Benim tepkim ise “Peki ya öyleyse ne yapacağız?” oldu.
O “Köklere geri dönmelisin” dedi.

O ay boyunca neredeyse her gün ikişer saatlik seanslar yaptık, Yoruba kültüründe Afrika tanrılarına adanmış danslar olan Cuban Rumba ve Orishas dansını en az 90 dakika yapardık.

Aşırı derecede zorlanmıştım. Orishas’ta varolan saf Afrika davulunu hissedecek kulağım olmamasının yanı sıra, dans adımları ve vücut kontrolündeki zorluklardan bahsetmeyelim bile.
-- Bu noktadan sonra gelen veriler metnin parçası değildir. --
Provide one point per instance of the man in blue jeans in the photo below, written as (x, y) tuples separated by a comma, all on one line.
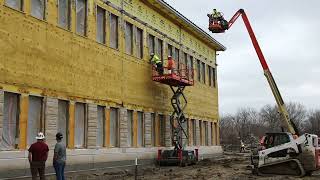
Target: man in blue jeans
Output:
[(59, 157)]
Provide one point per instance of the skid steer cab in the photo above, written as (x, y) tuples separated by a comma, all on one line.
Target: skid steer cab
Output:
[(282, 153)]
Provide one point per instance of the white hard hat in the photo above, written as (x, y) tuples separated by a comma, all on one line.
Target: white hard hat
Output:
[(40, 135)]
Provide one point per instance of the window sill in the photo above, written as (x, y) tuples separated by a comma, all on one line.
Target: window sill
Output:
[(66, 29), (116, 49), (102, 44), (17, 10)]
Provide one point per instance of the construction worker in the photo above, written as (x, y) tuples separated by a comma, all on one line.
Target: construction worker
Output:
[(157, 62), (59, 157), (171, 65), (217, 17), (38, 155)]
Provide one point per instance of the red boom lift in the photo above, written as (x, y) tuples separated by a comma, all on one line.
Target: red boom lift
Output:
[(286, 153)]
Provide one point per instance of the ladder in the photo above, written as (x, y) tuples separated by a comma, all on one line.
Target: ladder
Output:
[(178, 115)]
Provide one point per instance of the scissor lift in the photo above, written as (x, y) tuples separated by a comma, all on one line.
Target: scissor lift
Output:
[(177, 79)]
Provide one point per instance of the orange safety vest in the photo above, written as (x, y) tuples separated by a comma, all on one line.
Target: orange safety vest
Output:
[(171, 63)]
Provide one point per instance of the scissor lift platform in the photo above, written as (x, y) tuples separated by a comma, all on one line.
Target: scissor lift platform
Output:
[(175, 77)]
Bununla birlikte bu deneyimin dansım üzerinde çok ciddi bir etkisi oldu. Küba salsam gelişmiş ve artık farklı bir havası olmuştu. Tek bir büyük değişiklik değildi olan, adımlarda, duruşta, zamanlamada, vs. çok ince, bir çok küçük değişiklikti. Ben bunu kendi kendime fazla fark edememiştim, ama edindiğim geri bildirim ve yorumlar oldukça müthişti.
Bugüne kadar aldığım en müthiş iltifatı, yıllar sonra seyahatlerim sırasında Paraguay Asunción’daki bir restoranda akşam yemeğinde spontane şekilde dans ettiğim sırada almıştım. Küba müziği çalıyordu ve Paraguaylı arkadaşlarım biraz dans görmek istemişlerdi. Dans ettikten sonra bir garson yanıma geldi ve “Ben Küba’lıyım ve kendimi evimde hissettirdiniz, teşekkürler” dedi.

Dersler

Küba salsa dansına olan bağımlılığım sırasında öğrendiğim iki ana ders:

  • Gerekli egzersiz saatlerini verecek kadar kendini adamış ve disiplinliysen, herhangi bir dansta ustalaşabilirsin
  • Gerçekten bir dansta ustalaşmak ve onu hissetmek istiyorsan, o dansın köklerine dönmelisin

Bir de üçüncü ders var. Bu zor bir konu ve bununla nasıl başa çıkılacağı konusunda genel bir tavsiyem yok:

  • İlişkiler ve dans bağımlılığını aynı anda yürütmek pek kolay değil; bu durum herhangi bir bağımlılık için de geçerli sanırım, fakat dans bağımlılığının diğer bağımlılıklar gibi yıkıcı olmadığına inanmak isterim?